1. Introduction

Towards knowing students' emotional states from their voices while interacting with teachers

Ho Tan Nguyen

Mohammad Nehal Hasnine

Hiroshi Ueda

In the rapidly evolving landscape of online education, accurately gauging student engagement and emotional state presents a critical challenge. We developed the Motion and Emotion (MOEMO) Learning Analytics Framework to address this. The MOEMO system relies on camera functionality, harnessing the power of visual analysis to decipher the complex tapestry of students' emotions and affective states. However, reliance on camera functionality constitutes a vulnerability; when cameras are off-whether by choice or necessity-educators are rendered blind to their students' affective states and nonverbal cues, a critical component of effective teaching and learning. Therefore, this research addresses the limitation above by proposing an innovative integration: adding a voice analysis component to the existing MOEMO framework. With this new component, the VoiceMetrics system, we aim to understand students' emotional states-for example, when they ask questions using a microphone and their camera is off. The synergy of auditory and visual data offers a more robust, emotional learning analytics approach to students' emotion recognition.

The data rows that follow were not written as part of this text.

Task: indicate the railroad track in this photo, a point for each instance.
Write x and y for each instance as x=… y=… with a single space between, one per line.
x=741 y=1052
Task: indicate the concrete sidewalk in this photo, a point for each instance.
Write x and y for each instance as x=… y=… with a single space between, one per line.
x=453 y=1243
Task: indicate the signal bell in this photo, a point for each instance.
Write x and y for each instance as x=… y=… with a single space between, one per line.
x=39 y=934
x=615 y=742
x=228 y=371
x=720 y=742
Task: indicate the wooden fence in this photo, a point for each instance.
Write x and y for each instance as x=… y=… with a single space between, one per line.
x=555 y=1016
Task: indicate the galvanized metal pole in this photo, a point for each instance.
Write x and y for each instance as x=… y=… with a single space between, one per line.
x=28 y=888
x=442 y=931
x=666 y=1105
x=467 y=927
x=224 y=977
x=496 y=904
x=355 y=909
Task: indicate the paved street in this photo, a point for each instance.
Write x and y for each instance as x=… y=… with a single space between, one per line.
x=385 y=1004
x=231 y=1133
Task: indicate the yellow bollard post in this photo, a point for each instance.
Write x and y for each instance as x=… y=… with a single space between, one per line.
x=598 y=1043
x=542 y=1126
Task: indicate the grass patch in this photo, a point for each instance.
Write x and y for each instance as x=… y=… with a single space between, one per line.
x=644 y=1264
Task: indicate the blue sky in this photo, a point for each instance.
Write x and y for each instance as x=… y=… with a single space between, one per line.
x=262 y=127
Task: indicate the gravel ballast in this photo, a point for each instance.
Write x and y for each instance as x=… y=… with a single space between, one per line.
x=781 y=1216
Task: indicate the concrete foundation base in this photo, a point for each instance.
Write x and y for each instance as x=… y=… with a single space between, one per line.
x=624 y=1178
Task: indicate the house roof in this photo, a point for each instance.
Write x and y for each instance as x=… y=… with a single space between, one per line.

eol>affect emotions emotional learning analytics voice analytics multimodal learning analytics 1

1. Introduction

Understanding students' emotions is essential for teachers, as emotions play a crucial role in how and why students learn. In emotional learning analytics, emotion analysis analyzes a student's emotions from the student's remarks or facial expressions. Using this method, teachers understand the situation of students from the results of the emotion analysis and give accurate advice [1]. According to an article published in Times Higher Education, whether in a face-to-face or online environment, learners' and teachers' emotional states can influence one another [2]. By looking at their facial expressions, it is easy for an instructor to determine whether they are enjoying the class, confused about the content, or happy or sad about the lecture. Also, it is relatively easy to determine students' emotional and affective states if their web cameras are on during an online learning session with AI or deep learning-based emotion-aware learning analytics systems. However, it is exceedingly difficult for teachers to know their students' emotions and affective states if they cannot see them via web camera. Therefore, we need more sophisticated emotion-aware learning analytics systems to identify students' affective and emotional states from their remarks, for example, when they ask questions using a microphone or text in the chat panel.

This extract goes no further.